O deputado federal Maurício Neves foi oficializado na terça-feira, dia 1, como presidente estadual da Federação União Progressista, conforme registro publicado pelo Tribunal Regional Eleitoral de São Paulo. A nomeação coloca o parlamentar, com forte base no Sudoeste Paulista, no comando das candidaturas a deputado estadual, federal e senador do bloco formado por Progressistas e União Brasil, além de torná-lo articulador central da federação na campanha pela reeleição do governador Tarcísio de Freitas (Republicanos).
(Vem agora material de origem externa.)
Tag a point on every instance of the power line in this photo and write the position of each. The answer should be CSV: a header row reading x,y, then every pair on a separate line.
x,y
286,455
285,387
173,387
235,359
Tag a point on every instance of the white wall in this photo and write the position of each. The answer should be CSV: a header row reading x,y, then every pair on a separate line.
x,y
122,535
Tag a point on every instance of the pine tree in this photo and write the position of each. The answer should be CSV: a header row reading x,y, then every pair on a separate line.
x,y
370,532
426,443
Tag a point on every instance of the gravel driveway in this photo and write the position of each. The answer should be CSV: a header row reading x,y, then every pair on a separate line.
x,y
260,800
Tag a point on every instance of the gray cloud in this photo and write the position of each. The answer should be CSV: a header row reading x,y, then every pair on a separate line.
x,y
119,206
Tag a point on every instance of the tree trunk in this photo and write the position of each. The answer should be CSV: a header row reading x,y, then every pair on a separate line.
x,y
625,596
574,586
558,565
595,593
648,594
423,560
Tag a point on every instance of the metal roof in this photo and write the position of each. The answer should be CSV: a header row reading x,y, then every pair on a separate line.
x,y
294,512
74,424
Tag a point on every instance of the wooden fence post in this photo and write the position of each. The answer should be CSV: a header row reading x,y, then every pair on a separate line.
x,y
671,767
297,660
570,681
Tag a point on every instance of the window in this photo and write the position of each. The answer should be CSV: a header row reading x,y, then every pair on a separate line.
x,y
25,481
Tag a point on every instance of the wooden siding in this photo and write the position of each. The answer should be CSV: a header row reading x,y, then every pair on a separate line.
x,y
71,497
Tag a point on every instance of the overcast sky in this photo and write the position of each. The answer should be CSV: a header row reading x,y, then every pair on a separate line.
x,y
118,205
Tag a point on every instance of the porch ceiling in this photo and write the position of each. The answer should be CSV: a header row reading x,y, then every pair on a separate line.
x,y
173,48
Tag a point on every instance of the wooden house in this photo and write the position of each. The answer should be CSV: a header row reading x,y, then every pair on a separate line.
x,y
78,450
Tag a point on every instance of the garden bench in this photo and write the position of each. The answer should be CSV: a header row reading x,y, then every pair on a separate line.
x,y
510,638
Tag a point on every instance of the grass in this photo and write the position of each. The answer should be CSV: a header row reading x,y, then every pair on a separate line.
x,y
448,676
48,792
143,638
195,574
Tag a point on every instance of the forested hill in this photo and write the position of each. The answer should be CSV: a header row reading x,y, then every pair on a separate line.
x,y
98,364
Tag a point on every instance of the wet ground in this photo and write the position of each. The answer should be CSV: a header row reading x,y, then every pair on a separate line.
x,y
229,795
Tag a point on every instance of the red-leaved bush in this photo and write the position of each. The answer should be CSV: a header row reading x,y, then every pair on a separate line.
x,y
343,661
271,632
Sob a nova liderança, ficam abrigadas candidaturas de peso nos dois partidos, inclusive na base eleitoral de Neves, que é a região Sudoeste, como as dos deputados estaduais Danilo Joan, Polaco Moura, Debora Marcondes e Edson Giriboni, além de nomes que migraram do PP para o União Brasil, como o deputado federal Fausto Pinato e o ex-deputado Guilherme Mussi — que já presidiu o PP. Também passam ao guarda-chuva de Neves as candidaturas de Sirlange Manga, esposa do prefeito de Sorocaba, Rodrigo Manga, e do ex-deputado federal Eli Correa Filho, que tentar voltar à Câmara Federal.
Apesar do protagonismo formal, Neves afirmou que dividirá o comando com o presidente do União Brasil na capital, o ex-vereador Milton Leite. “Vamos continuar comandando a Federação União Progressistas de forma conjunta, sem nenhum tipo de vaidade pessoal”, declarou. O deputado foi além e mandou recado a aliados insatisfeitos: “Apesar de alguns candidatos estarem agindo de forma incorreta com a nossa candidatura, nós vamos nos manter focados no objetivo institucional da Federação. A palavra pode até convencer, mas o exemplo arrasta.”
A prioridade declarada do novo presidente é ampliar as bancadas na Assembleia Legislativa e na Câmara Federal, eleger Guilherme Derrite ao Senado e consolidar o palanque de Tarcísio no interior. A federação é vista como um dos principais motores da candidatura à reeleição do governador, que busca ampliar sua base para além da capital e da Grande São Paulo — justamente a região onde Neves concentra influência eleitoral e capilaridade partidária.